The junior in civil engineering from Ankeny is in her second year, facing five more in pursuit of an architecture degree. By the time she graduates, Norgaard will have paid, with the help of scholarships and loans, approximately $20,000 in tuition alone.
This year, Norgaard took out a $1,600 federally subsidized loan and a $1,300 Perkins loan to help offset the cost of attending college. The loans ease her current burden and defer payment until after graduation.
“So far, scholarships and loans have paid for everything,” Norgaard said. “I depend a lot on my loans – I like not worrying about paying them until I get out of school.”
Norgaard said she also plans to consolidate her loans when she graduates, which is common among people who depend on the help of the federal government to pay for school.
“After graduation, I’ll have so many other things, so much growing up to do,” she said. “That will be one less thing I’ll have to worry about.”
Norgaard may have to worry more about consolidating her loans after graduation, however, if a proposal from President Bush to eliminate fixed interest rates on consolidated student loans passes, according to a New York Times article.
Bush recommended to leading House Republicans that they support an end to the current program, which allows college graduates to combine student loans at a fixed interest rate and take up to 30 years to repay the money.
Instead, the consolidated loans would be offered at variable rates, changing from year to year, which would increase the repayment amount of the loan.
Earl Dowling, director of student financial aid, said although nothing is certain at this point, the proposal will hurt students who borrow money from the federal government to pay for college if it becomes law.
“It will affect our students,” he said. “The number, I don’t know. At first read, I don’t believe I’d be recommending we support this proposal.”
Dowling said he has not seen Bush’s proposal itself, but from the Times article he has two problems with what he knows about it.
First, he said, the proposal intends to increase the cost of loan consolidation.
“The Financial Aid Office supports and encourages students to consolidate their student loans,” he said. “Consolidating student loans offers a cost-effective way for students to manage financial obligations.”
With the current program, Dowling said students with consolidated loans do not have to worry if the interest rate goes up, because they have a guaranteed interest rate.
Changing the interest rate every year would increase the cost to students, he said, but only those who have yet to consolidate loans.
“Regardless of what happens, any change would not affect students and graduates who have already consolidated their loans,” he said.

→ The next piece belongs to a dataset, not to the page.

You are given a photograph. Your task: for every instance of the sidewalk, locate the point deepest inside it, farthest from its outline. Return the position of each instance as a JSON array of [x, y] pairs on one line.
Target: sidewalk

The other problem with the proposal is it charges students for that financial aid, Dowling said.
The federal government currently has a $1.3 billion deficit in the Pell Grant program, he said, which provides grants to low-income students pursuing bachelor’s degrees. The deficit would be covered by funneling funds from loan repayments into the Pell Grant program.
“This proposal would pull out Pell Grant student financial aid by effectively raising interest rates on loans to students,” he said. “If that’s so, we need to take a hard look at that proposal.”
Students facing repayment of student loans must remember one thing: At this point, it is only a proposal, Dowling said.
“It’s been offered in the House, and it has a long way to go before it’s considered a law,” he said.